American Airlines passengers should not expect any near-term changes after the airline filed for bankruptcy, but the filing may affect their future plans.
Holiday flights should take off as scheduled, and the carrier said it will honour existing reservations and reward miles.
“I think everything's cool,” said Tom Parsons, head of deals website Bestfares.
But the Chapter 11 reorganization of American Airlines and its parent company AMR Corp. could lead to a shakeup in prices, fewer flights and an altered flying experience.
“I have almost 300,000 miles with American, and there's no sweat on my brow,” said Mr. Parsons. Airlines tend to protect their mileage programs throughout bankruptcy, he said, because they make money selling miles to credit-card issuers, and even passengers trading in miles fill seats and spend money.
American sent a letter on Tuesday to its frequent fliers assuring them their miles were safe.
But Morningstar airline analyst Basili Alukos said that when the company comes out of bankruptcy the miles could be more difficult to redeem.
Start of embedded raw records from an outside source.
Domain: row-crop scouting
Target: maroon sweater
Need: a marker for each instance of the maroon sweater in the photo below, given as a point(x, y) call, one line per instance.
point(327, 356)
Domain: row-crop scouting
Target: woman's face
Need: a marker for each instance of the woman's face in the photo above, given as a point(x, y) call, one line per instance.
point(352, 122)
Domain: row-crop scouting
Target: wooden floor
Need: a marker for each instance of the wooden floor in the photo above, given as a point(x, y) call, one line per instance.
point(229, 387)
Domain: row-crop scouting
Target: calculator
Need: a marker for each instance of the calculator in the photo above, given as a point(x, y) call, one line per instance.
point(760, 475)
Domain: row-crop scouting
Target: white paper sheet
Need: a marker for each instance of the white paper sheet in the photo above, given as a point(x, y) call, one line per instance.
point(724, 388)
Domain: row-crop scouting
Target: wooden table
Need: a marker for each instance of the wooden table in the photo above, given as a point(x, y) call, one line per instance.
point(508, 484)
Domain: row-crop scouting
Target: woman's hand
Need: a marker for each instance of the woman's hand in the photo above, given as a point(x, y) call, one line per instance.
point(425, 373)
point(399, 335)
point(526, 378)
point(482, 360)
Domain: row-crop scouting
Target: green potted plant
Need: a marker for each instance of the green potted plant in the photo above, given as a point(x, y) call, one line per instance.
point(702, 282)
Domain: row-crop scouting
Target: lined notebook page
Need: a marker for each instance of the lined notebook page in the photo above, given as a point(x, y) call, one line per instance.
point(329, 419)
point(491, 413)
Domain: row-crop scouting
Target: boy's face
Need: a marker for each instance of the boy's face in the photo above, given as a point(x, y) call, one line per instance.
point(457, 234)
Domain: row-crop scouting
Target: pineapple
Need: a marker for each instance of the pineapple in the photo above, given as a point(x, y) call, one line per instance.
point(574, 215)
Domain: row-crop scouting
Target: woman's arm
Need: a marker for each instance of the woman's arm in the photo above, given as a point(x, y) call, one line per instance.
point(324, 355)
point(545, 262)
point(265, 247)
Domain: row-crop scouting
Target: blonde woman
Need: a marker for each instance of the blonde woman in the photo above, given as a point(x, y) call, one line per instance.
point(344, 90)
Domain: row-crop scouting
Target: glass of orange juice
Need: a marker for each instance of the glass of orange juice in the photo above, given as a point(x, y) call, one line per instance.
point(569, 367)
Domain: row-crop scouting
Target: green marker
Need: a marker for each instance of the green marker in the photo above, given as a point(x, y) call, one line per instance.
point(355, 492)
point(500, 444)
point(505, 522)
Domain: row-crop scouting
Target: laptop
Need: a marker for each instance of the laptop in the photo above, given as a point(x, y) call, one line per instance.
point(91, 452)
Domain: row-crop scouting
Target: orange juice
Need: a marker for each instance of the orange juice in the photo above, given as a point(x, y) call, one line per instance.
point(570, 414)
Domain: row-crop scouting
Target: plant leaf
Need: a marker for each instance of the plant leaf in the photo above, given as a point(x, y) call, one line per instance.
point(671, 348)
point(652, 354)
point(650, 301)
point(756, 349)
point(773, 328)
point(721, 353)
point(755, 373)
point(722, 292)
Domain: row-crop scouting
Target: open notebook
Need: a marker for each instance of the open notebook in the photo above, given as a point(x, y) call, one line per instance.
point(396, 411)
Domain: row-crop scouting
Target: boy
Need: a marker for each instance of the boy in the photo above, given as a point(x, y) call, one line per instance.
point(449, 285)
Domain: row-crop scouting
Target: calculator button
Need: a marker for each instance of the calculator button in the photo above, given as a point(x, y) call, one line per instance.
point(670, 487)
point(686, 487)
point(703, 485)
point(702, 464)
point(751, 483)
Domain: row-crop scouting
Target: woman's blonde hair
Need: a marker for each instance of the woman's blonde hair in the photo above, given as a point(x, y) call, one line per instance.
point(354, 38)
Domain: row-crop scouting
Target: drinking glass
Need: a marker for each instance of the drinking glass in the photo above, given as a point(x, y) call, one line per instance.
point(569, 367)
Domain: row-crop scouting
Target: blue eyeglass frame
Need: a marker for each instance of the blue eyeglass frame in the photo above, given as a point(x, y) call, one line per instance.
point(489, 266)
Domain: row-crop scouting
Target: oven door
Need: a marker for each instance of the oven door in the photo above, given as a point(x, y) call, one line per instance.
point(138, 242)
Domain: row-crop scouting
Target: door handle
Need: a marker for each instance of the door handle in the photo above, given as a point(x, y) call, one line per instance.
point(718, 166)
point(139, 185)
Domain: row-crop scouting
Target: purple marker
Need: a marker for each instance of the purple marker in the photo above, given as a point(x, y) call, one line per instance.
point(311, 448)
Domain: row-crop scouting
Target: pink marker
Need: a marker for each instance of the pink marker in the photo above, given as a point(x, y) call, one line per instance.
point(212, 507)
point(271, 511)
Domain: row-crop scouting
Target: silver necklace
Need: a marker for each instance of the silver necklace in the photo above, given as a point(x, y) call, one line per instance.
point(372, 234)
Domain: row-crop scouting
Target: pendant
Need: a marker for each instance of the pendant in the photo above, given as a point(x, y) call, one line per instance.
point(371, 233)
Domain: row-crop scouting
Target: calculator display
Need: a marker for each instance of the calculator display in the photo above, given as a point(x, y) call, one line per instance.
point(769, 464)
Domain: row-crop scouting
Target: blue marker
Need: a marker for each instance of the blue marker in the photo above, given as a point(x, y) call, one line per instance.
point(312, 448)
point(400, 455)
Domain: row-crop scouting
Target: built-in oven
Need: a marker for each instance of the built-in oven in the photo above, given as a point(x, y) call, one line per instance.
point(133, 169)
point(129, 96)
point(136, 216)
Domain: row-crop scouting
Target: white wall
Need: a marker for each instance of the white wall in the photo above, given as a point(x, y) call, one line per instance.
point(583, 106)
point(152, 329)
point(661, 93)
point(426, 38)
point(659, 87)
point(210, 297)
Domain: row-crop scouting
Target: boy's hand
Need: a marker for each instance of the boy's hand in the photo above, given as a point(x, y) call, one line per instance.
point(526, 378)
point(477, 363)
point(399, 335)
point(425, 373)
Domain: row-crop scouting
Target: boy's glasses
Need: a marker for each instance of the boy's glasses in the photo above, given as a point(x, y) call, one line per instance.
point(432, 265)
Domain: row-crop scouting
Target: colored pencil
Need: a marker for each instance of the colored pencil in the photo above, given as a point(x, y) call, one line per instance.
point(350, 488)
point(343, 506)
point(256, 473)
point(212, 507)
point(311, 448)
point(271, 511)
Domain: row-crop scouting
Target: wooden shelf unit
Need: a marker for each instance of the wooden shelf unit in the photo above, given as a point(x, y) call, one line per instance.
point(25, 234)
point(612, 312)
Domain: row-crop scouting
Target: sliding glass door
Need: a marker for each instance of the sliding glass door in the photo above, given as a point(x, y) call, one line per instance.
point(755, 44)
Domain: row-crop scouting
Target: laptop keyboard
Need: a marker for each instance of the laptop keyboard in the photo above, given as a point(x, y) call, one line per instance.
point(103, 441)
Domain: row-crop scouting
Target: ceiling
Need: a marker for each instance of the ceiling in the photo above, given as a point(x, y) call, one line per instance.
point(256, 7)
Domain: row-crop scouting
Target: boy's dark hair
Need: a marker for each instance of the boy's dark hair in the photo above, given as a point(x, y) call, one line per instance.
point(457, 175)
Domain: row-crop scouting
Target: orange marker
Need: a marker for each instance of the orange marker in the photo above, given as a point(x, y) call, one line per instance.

American said it would operate its regular schedule and honour tickets and reservations but it could reduce its number of flights. It may also cut prices.
“As always we will remain competitive with fares in the marketplace,” said Tim Smith, an American spokesman.
But the longer-term impact of an airline bankruptcy is higher ticket prices. As American uses this reorganization to get rid of many big, pricey, old planes, it may cut their routes.
Federal U.S. safety inspectors have stepped up their surveillance of American Airlines and American Eagle, which is also owned by AMR, according to the Federal Aviation Administration.
“The FAA acts swiftly to aggressively protect the safety of the travelling public any time an airline files for bankruptcy protection,” said a spokesperson for the agency. But that's a typical precaution, and there's no reason to believe that the bankruptcy filing would lead to safety problems.
As the company gives up its older planes, passengers can expect to see more bells and whistles on the new ones, said Mr. Parsons. “In five years, they'll have one of the youngest fleets in the country,” he said.